S INDACATO U NITARIO L AVORATORI P OLIZIA L OCALE 
39 anni a difesa della categoria

IL SULPL CONDIVIDE IL PENSIERO DEL GIORNALISTA VITTORIO FELTRI SULLA POLIZIA LOCALE ITALIANA

Vittorio Feltri, con la sua consueta eleganza da ghigliottina verbale, il 2 novembre scorso ha scritto che la sicurezza deve essere apartitica e che la polizia locale va valorizzata. Finalmente qualcuno che offre una prospettiva a un corpo rimasto sospeso tra il mito del vigile urbano e l’ombra lunga della polizia nazionale. Un tempo i vigiles urbani, erano i custodi dell’ordine cittadino, sentinelle della vita civile.
Oggi la polizia locale è un corpo ibrido, parte di uno Stato unitario e non federale, bloccato in un limbo istituzionale. Si è chiesto loro di essere investigatori, assistenti sociali, guardiani del decoro e tecnici della videosorveglianza. Ne è nato un organismo confuso, troppo civici per essere forze di polizia, troppo armati per essere impiegati comunali. Un aborto amministrativo che avrebbe dovuto valorizzare e invece ha smarrito uomini e donne in uniforme, costretti a rincorrere l’immagine della Polizia di Stato privi di riconoscimento e formazione adeguata.
Una sicurezza apartitica in un Paese che politicizza tutto
Feltri ha colto una verità che brucia a destra come a sinistra. Tutti parlano di sicurezza come panacea che ristabilisce la civiltà, dimenticando che viviamo in un Paese che politicizza perfino il colore dei semafori. E intanto, nelle strade, si muore. A Torre del Greco, pochi giorni fa, l’assistente capo della Polizia di Stato Aiello Scarpati è stato travolto a bordo dell’auto di servizio da un ragazzo sotto l’effetto di droga. È l’ennesimo omicidio stradale che racconta il degrado morale di un Paese distratto, dove la velocità esalta il narcisismo e la memoria del sacrificio di poliziotti e carabinieri dura un giorno.

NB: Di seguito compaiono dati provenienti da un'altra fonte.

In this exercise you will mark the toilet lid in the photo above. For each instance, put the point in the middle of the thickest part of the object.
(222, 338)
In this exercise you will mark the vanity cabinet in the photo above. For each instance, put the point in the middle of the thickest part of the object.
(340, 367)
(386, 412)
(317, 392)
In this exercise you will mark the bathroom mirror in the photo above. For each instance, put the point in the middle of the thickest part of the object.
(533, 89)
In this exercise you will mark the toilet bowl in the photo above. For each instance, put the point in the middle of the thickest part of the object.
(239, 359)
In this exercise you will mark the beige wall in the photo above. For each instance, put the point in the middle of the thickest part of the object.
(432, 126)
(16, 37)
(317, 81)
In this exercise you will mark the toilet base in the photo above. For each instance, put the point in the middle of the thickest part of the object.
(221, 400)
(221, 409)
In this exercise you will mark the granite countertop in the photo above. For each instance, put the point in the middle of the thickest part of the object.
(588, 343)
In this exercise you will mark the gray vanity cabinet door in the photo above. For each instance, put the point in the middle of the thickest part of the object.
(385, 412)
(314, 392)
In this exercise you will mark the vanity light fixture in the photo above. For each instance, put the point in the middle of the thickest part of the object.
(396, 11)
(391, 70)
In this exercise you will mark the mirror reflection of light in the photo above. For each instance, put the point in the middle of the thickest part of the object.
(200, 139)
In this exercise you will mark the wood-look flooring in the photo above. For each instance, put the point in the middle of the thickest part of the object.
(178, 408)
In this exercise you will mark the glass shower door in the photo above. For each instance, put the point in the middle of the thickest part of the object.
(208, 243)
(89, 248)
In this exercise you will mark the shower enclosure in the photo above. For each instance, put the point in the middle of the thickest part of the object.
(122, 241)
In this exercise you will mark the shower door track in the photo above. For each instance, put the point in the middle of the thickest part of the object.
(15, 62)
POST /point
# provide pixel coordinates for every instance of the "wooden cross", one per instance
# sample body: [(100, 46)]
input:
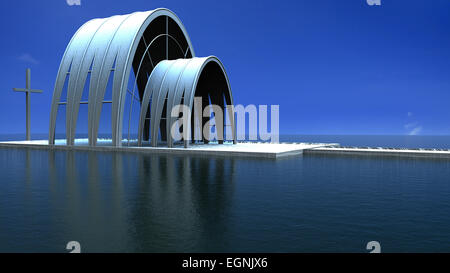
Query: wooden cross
[(27, 91)]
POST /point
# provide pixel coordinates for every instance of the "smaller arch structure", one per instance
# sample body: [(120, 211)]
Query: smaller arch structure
[(177, 82)]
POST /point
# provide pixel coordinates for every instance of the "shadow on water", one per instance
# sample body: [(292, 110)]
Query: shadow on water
[(114, 201)]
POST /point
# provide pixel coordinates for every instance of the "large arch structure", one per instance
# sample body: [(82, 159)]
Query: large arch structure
[(114, 45), (177, 82)]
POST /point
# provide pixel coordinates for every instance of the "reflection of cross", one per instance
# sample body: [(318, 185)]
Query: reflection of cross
[(27, 91)]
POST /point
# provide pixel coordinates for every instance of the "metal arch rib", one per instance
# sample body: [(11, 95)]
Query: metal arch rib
[(125, 58), (79, 55), (73, 90), (159, 98), (139, 70), (153, 84), (190, 98), (175, 78), (100, 74), (174, 98), (66, 63)]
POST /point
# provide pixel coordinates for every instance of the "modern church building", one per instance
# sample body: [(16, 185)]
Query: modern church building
[(146, 61)]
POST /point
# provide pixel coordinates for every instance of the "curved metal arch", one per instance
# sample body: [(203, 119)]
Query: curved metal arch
[(119, 49), (228, 94), (139, 70), (180, 77), (125, 58), (69, 55)]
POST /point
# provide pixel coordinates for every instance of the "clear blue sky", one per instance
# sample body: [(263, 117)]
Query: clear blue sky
[(334, 67)]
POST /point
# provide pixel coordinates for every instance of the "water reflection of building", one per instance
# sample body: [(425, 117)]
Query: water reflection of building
[(137, 202)]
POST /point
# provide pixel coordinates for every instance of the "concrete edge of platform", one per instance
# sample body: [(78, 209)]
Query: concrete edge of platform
[(157, 150), (381, 152)]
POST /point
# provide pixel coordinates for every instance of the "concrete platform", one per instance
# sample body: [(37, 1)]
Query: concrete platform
[(244, 149), (424, 153)]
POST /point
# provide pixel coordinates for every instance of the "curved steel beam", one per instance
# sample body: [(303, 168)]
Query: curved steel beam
[(103, 44), (177, 80)]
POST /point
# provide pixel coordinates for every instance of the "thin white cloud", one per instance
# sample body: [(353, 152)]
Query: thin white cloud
[(415, 131), (73, 2), (27, 58), (410, 125)]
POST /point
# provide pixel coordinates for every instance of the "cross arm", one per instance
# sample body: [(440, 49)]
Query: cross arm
[(27, 90)]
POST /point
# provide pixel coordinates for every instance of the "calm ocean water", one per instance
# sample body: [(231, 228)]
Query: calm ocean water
[(124, 202)]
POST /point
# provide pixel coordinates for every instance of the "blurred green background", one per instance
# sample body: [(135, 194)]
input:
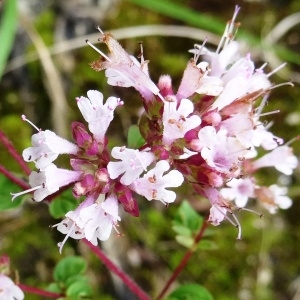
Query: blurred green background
[(44, 64)]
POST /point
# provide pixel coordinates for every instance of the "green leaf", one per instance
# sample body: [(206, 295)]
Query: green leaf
[(7, 31), (183, 13), (190, 292), (187, 217), (134, 138), (182, 230), (68, 267), (71, 280), (207, 245), (79, 289), (6, 187), (212, 24), (54, 287), (63, 204), (185, 241)]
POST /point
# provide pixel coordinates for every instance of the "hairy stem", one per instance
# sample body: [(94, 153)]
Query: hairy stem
[(14, 153), (116, 270), (36, 291), (21, 183), (183, 261)]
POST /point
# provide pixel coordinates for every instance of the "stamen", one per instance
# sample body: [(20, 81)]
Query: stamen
[(250, 210), (34, 126), (161, 97), (15, 195), (199, 48), (61, 244), (268, 113), (276, 69), (97, 50), (100, 30), (239, 237), (262, 104), (141, 55), (228, 34), (225, 216), (263, 66), (281, 84), (297, 138)]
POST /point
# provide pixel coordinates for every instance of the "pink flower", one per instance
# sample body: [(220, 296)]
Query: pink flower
[(153, 184), (73, 225), (281, 158), (220, 151), (123, 70), (100, 218), (97, 114), (46, 148), (239, 190), (48, 181), (132, 164), (177, 121), (9, 290), (274, 197)]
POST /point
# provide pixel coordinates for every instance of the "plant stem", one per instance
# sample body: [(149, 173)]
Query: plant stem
[(116, 270), (21, 183), (36, 291), (14, 153), (184, 260)]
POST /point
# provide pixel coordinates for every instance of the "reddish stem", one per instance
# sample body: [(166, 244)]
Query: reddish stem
[(36, 291), (183, 261), (14, 153), (115, 269), (21, 183)]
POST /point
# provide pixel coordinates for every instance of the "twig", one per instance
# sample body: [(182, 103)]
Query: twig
[(116, 270), (36, 291), (14, 153), (184, 261), (21, 183)]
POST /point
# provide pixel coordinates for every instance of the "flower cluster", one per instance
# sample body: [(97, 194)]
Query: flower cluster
[(8, 289), (206, 134)]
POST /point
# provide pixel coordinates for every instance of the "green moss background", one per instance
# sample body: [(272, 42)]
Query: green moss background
[(264, 265)]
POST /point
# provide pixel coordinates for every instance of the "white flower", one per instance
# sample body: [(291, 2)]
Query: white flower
[(97, 114), (273, 197), (176, 121), (133, 163), (48, 181), (220, 151), (72, 226), (153, 184), (281, 158), (239, 190), (9, 290), (100, 218), (46, 148)]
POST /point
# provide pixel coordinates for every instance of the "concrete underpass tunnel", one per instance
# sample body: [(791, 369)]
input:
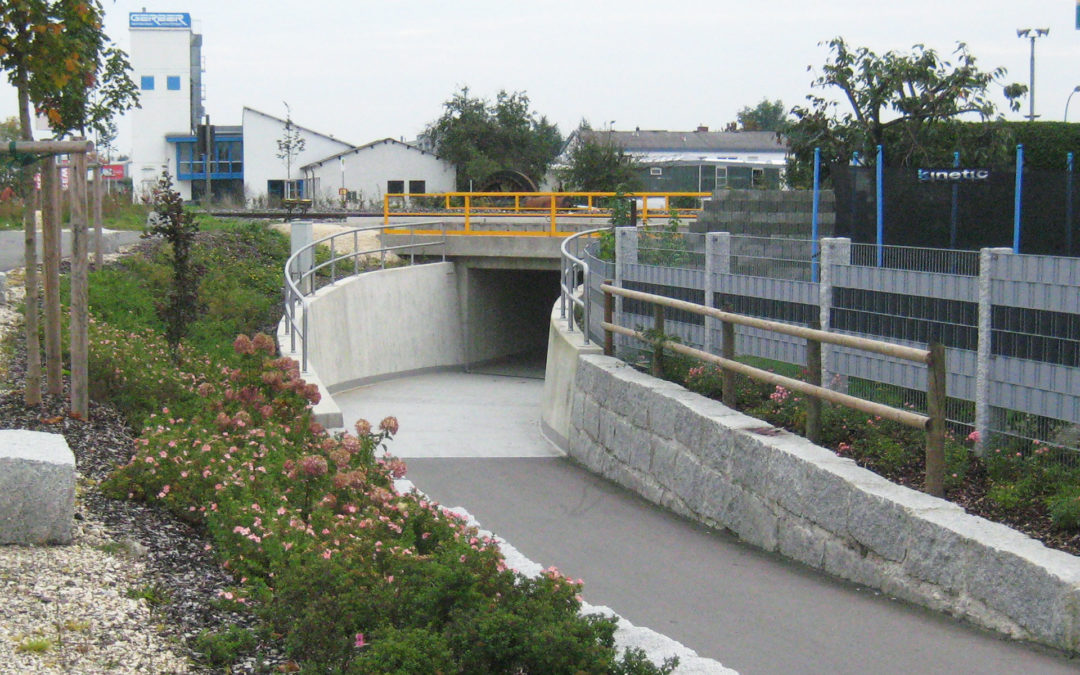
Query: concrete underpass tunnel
[(507, 315)]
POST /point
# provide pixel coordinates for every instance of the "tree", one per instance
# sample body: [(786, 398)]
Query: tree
[(765, 117), (59, 61), (906, 103), (289, 146), (595, 164), (481, 138), (9, 174), (179, 229)]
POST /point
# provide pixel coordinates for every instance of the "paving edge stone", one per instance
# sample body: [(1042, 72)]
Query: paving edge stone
[(37, 488)]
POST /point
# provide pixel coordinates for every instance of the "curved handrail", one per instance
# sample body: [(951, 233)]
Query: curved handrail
[(570, 264), (299, 283)]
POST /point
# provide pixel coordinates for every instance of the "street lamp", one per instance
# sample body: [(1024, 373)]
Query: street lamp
[(1068, 100), (1033, 35)]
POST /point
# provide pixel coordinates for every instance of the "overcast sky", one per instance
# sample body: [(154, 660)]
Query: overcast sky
[(367, 69)]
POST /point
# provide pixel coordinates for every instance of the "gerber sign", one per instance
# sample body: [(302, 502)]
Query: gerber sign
[(953, 175), (159, 19)]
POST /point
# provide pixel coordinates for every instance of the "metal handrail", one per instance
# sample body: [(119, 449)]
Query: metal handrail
[(568, 278), (299, 284)]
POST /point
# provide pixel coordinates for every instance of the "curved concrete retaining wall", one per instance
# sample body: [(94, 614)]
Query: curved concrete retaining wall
[(388, 322), (379, 324), (779, 491)]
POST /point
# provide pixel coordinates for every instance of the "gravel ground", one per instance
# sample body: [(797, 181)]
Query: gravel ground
[(135, 585)]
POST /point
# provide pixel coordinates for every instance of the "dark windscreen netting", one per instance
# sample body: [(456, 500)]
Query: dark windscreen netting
[(936, 208)]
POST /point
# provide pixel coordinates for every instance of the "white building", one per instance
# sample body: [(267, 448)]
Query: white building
[(166, 64), (361, 176), (265, 173)]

I vigili di una volta conoscevano i volti dei cittadini ed erano un presidio di comunità. Oggi, sono preposti alla sicurezza urbana privata della bussola, mentre la politica, tra Stato e autonomie locali, si contende fette di potere attraverso le competenze. La sicurezza apartitica evocata da Feltri è un paradosso necessario, ormai grigia come le nostre paure e neutra come la nostra indifferenza. Tuttavia, lo Stato di diritto non può restare neutro verso chi subisce violenza o sopraffazione, ma deve tutelare e difendere.
Eppure, nelle nostre città la sicurezza è silenziosa ma presente. Nei vigili che evitano una rissa davanti a una scuola, nei poliziotti che muoiono travolti, nei carabinieri che presidiano comunità dimenticate. In un Paese dove la libertà è spesso confusa con l’arbitrio, la sicurezza è un valore di comodo, evocata nei comizi e ignorata nella legge di bilancio.
Per questo sì, Feltri ha ragione. La sicurezza torni espressione della dimensione etica dello Stato unitario, depurata dall’enfasi ideologica e restituita al vissuto quotidiano. Ma va superato il torpore che l’anomia sociale ha steso sul Paese e ritrovare la coscienza del limite e del legame. Se l’indifferenza resterà nel nostro vissuto quotidiano, non ci salveranno né i decreti né i corpi speciali, ma solo il risveglio di una coscienza collettiva, quella che un tempo chiamavamo civiltà e che oggi, scambiamo per traffico regolare.